HD Festival Showcases 'SRT-Enhanced' SD Film
For a three year-old film festival that prides itself on showing only HD movies, it obviously took something extra to propel a motion picture shot in SD into this week's Beverly Hills Hi-Def Film Festival in Los Angeles.
Yet the independent film "Sounds" (a sci-fi comedy, no less) got its festival premiere on Dec. 30 after the movie underwent a digital enhancement process which some festival observers think resulted in images approaching 1080p quality—although it was not produced in any HD format.
It used a process from Topaz Labs known as SRT (Super-Resolution Technology), which up until now has been used primarily for surveillance satellites for the CIA and other intelligence groups, and the CSI forensics crowd.

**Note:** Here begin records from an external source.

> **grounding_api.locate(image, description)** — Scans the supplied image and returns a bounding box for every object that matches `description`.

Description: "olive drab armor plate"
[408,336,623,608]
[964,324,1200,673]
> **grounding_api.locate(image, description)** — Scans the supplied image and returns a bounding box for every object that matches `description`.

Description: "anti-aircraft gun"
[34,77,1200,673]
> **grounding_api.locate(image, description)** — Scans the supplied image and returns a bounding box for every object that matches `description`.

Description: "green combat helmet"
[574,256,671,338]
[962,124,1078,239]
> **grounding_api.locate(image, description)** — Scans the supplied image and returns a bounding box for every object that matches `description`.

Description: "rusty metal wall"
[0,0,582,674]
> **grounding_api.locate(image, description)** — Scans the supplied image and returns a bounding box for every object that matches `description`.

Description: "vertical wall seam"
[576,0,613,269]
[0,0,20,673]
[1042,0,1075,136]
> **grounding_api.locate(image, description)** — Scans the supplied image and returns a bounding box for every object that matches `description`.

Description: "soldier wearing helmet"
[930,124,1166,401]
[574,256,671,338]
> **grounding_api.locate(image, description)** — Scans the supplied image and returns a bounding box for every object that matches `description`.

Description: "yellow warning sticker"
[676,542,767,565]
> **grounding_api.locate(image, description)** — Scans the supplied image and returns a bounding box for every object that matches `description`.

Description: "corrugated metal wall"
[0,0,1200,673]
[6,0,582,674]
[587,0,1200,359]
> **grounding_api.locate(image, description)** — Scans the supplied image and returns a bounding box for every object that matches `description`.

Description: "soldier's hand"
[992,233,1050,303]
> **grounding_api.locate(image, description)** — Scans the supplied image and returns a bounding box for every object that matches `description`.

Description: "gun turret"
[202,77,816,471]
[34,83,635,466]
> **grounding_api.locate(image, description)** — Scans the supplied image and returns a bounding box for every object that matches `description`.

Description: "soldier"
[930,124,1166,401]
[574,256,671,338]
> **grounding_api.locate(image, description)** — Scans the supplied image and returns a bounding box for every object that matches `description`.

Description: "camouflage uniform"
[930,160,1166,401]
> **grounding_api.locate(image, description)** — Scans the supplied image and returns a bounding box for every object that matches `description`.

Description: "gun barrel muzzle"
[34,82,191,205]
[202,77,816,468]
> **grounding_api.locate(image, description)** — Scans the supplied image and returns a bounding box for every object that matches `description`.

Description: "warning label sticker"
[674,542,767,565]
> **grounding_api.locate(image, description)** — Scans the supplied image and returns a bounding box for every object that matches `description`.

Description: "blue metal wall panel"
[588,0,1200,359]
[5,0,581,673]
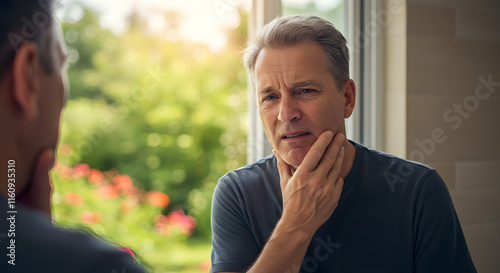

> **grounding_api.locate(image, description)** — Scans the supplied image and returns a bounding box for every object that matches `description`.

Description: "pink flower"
[97,185,118,199]
[113,174,139,195]
[64,192,85,206]
[120,197,139,213]
[155,209,196,236]
[73,163,90,178]
[88,169,103,184]
[59,143,73,155]
[146,191,170,208]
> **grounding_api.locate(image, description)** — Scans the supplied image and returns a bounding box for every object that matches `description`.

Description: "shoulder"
[217,155,279,190]
[16,205,144,272]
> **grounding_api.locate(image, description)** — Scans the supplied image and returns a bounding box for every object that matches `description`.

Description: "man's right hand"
[274,131,345,238]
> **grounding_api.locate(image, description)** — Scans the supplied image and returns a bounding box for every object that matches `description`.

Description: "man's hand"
[274,131,345,237]
[18,149,55,217]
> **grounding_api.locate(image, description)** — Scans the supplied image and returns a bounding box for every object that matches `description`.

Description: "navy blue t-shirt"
[211,141,476,273]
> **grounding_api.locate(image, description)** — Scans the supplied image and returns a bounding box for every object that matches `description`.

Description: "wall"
[385,0,500,273]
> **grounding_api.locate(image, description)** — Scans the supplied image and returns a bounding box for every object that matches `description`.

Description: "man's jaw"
[281,131,311,140]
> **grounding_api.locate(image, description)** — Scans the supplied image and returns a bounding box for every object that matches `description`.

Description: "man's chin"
[283,148,309,169]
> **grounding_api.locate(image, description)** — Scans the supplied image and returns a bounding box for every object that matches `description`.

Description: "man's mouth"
[282,133,310,139]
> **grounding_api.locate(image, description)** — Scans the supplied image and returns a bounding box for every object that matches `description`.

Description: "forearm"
[247,221,313,273]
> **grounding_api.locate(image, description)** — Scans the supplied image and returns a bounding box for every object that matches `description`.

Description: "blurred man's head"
[0,0,68,191]
[244,16,356,168]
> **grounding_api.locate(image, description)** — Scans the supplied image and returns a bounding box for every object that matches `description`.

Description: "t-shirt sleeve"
[210,173,260,272]
[414,170,477,273]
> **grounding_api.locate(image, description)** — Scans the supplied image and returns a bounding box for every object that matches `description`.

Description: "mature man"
[0,0,144,273]
[211,16,476,273]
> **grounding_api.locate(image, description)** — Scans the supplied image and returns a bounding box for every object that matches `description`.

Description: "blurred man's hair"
[0,0,57,75]
[243,15,349,92]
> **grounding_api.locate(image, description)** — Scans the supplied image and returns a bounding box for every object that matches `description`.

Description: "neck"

The movie (which is still seeking a distributor for U.S. theaters) was written and produced by a first-time filmmaker, Ryan Humphries, and was shot in California and Washington, D.C. Until now, SRT primarily has been used for spy satellites by the military and CIA, some high-tech forensic labs, and other law enforcement agencies.
SRT proponents say rather than using a process to merely interpolate and smooth out pixels during imaging enlargement, the SRT software allows film and TV producers to enhance SD images far more intricately (and paralleling the differences, they say, dramatically enough to equal the image distinctions between Blu-ray and standard DVD). According to Topaz Labs, its enhancing technique "evaluates video information from many frames, extracts as much video information as possible, then optimally rebuilds each frame to recover as much detail as possible."
"Sounds" producers first offered side-by-side "before" and "after" image comparisons of the film at NAB last spring.